Situation: I have a file processor written in Python. The files will be "walked" and be put into a queue. It will then be processed using multirocessing
Problem: Refer to the code below
fileA.py
==========
import Queue
import os
def walker():
filelist = Queue.Queue()
queue_end = Object()
for root, dirs, files in os.walk('/'):
for f in files:
path = os.path.join(root,f)
if not os.path.islink(path):
filelist.put(path)
filelist.put(queue_end)
fileB.py
===========
import fileA
import os
import multiprocessing as mp
def processor(queuelock):
while True:
with queuelock:
filepath = fileA.filelist.get()
if filepath is fileA.queue_end:
filelist.put(queue_end)
break
#example of a job
os.move(filepath, "/home/newuser" + filepath)
print filepath + " has been moved!"
if __name__ == '__main__':
fileA.walker()
queuelock = mp.Lock()
jobs = []
for i in range(0,mp.cpu_count()):
process = mp.Process(target=processor(queuelock))
jobs.append(process)
process.start()
The problem is when the files are being moved, all processes will attempt to move the EXACT same file, even though it has supposedly been removed from the queue.
Example output:
randomFile as been moved!
Error: ......... randomFile not found
Error: ......... randomFile not found
Error: ......... randomFile not found
Thereby implying that every process spawned has dequeued the exact same file and tried to perform the same process on the same file.
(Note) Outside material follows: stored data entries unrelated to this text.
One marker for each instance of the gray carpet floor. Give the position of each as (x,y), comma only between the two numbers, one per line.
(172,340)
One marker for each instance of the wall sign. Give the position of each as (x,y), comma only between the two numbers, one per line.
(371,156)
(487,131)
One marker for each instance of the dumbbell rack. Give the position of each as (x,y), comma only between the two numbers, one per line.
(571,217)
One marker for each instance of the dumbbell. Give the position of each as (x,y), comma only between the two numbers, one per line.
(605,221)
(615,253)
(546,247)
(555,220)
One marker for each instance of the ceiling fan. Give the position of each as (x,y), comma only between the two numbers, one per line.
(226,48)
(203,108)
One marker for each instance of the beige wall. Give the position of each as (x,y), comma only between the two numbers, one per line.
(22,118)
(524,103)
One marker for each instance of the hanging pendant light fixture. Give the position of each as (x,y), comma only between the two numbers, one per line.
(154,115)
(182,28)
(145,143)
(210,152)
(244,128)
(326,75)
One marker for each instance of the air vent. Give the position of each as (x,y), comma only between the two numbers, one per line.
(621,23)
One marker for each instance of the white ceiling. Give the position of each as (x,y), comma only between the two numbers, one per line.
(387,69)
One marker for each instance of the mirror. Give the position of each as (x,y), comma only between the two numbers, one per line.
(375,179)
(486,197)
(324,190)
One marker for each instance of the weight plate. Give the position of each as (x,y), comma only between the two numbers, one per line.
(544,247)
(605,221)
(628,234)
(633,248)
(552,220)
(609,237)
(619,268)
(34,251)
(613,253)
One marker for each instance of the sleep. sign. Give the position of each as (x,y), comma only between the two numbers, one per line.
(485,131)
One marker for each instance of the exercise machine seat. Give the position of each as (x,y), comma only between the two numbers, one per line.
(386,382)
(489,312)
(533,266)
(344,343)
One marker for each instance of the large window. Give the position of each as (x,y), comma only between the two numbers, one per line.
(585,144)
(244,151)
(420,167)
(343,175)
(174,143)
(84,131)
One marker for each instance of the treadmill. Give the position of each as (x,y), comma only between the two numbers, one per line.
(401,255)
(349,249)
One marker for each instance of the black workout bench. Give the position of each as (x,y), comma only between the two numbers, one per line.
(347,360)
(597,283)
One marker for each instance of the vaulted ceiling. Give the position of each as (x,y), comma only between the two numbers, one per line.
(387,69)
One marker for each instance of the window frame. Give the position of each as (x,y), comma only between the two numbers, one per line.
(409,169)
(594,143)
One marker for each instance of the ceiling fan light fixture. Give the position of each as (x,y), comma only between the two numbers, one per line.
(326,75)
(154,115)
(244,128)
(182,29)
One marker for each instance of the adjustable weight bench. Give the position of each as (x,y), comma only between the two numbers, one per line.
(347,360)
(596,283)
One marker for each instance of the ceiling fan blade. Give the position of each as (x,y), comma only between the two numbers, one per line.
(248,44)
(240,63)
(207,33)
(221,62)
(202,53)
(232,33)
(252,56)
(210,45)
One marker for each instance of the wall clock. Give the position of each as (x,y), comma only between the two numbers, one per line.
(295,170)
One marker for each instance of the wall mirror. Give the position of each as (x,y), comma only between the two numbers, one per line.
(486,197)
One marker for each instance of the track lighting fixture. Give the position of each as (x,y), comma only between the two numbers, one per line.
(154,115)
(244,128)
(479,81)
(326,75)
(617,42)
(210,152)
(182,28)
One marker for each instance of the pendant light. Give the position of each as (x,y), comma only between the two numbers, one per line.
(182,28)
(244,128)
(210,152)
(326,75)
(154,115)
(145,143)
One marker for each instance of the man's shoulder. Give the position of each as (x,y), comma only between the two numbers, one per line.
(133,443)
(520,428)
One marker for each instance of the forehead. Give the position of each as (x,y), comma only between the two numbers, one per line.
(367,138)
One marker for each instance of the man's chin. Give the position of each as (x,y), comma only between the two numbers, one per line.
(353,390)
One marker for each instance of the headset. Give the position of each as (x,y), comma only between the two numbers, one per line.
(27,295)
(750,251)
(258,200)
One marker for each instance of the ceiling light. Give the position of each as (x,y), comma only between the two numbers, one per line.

Question: Is there something that I am doing wrong that for some reason, the filelist
queue has been sent to every process (what is happening now), instead of the filelist
queue being shared by all process (my intended result)?
filelist
is currently only a local variable to walker()
and the queue object isn't shared with other parts of the code, so at least a return filelist
is needed in walker()
.
To share the same queue among multiple processes, a multiprocessing.Queue
is needed. A queue.Queue
is copied when a process is forked (or spawned) so it becomes a new indepent queue for each process.